Add context as a first-class artifact. AI-generated code arrives without the reasoning that produced it. The reviewer sees the output but not the prompt, the iteration history, or the trade-offs that were considered and rejected. The fix is simple and under-used: include a brief context block in every PR description. This shifts review from "what does this code do?" to "does this code do the right thing?" - the question that actually catches AI failure modes.

Use AI review tools as a triage layer, not a replacement. CodeRabbit, Greptile, and Claude Code Review are not here to replace human reviewers. They are useful for catching the high-volume, low-judgment issues - formatting, obvious security patterns, missing error handling - that should not be consuming senior engineer attention. Treating them as a full substitute for human review is how you get the 31.3% no-review merge rate.

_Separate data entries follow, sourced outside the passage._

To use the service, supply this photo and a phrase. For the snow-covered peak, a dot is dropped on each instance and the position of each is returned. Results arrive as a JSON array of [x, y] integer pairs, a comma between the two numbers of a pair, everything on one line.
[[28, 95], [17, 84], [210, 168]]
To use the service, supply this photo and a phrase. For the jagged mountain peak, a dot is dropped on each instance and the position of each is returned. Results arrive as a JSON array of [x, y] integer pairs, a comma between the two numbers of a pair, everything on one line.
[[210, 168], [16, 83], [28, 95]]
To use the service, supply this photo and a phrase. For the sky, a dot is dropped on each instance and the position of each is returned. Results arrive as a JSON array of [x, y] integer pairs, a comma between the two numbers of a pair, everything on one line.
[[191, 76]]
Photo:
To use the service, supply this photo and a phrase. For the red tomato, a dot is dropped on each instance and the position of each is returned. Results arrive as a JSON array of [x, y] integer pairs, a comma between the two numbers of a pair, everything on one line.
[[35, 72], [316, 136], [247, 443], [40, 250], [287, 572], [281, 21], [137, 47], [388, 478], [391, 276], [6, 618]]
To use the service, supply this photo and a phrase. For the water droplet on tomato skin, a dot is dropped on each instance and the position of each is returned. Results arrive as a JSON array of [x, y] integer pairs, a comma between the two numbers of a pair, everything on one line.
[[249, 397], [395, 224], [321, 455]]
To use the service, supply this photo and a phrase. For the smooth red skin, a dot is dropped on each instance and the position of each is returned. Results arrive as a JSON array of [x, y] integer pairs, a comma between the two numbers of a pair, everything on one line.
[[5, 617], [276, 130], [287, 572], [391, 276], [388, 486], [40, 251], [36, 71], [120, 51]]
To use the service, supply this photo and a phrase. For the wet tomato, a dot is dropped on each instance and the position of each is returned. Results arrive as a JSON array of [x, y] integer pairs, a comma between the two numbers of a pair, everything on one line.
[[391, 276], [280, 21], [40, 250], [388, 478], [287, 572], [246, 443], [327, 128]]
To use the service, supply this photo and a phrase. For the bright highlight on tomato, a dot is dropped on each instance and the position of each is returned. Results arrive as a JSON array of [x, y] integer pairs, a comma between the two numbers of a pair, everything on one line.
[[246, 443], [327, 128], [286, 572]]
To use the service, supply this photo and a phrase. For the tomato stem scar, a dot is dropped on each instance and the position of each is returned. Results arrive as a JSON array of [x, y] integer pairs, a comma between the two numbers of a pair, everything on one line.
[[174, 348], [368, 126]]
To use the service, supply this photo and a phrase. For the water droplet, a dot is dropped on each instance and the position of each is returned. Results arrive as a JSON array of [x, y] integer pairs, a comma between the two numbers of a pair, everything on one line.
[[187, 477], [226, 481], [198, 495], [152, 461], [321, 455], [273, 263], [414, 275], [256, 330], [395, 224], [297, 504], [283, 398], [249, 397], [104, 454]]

Measure the right thing. Most engineering teams adopted AI coding tools and kept measuring what they measured before: tickets closed, PRs merged, story points delivered. The thing to now measure is review health: time in review, reviewer load distribution, no-review merge rate, post-merge defect rate by PR origin. If you are not measuring these, you cannot tell whether your AI adoption is creating the acceleration whiplash or avoiding it.

The structural lesson

The AI writing assistant story has been told as a pure productivity win. More code, faster. It is not wrong - the generation speed gains are real. But software delivery is a system, and systems do not improve when you optimize one part and ignore the constraint it shifts to.

The 441% review time increase is not a user error or a maturity problem that will resolve itself as developers get better at prompting. It is a predictable consequence of accelerating production without redesigning consumption. Every team that has adopted AI coding tools and has not deliberately changed how code gets reviewed is running this experiment. Most of them do not know their results yet.

The data is now available to learn from. Whether you use it is a process decision, not a technology one.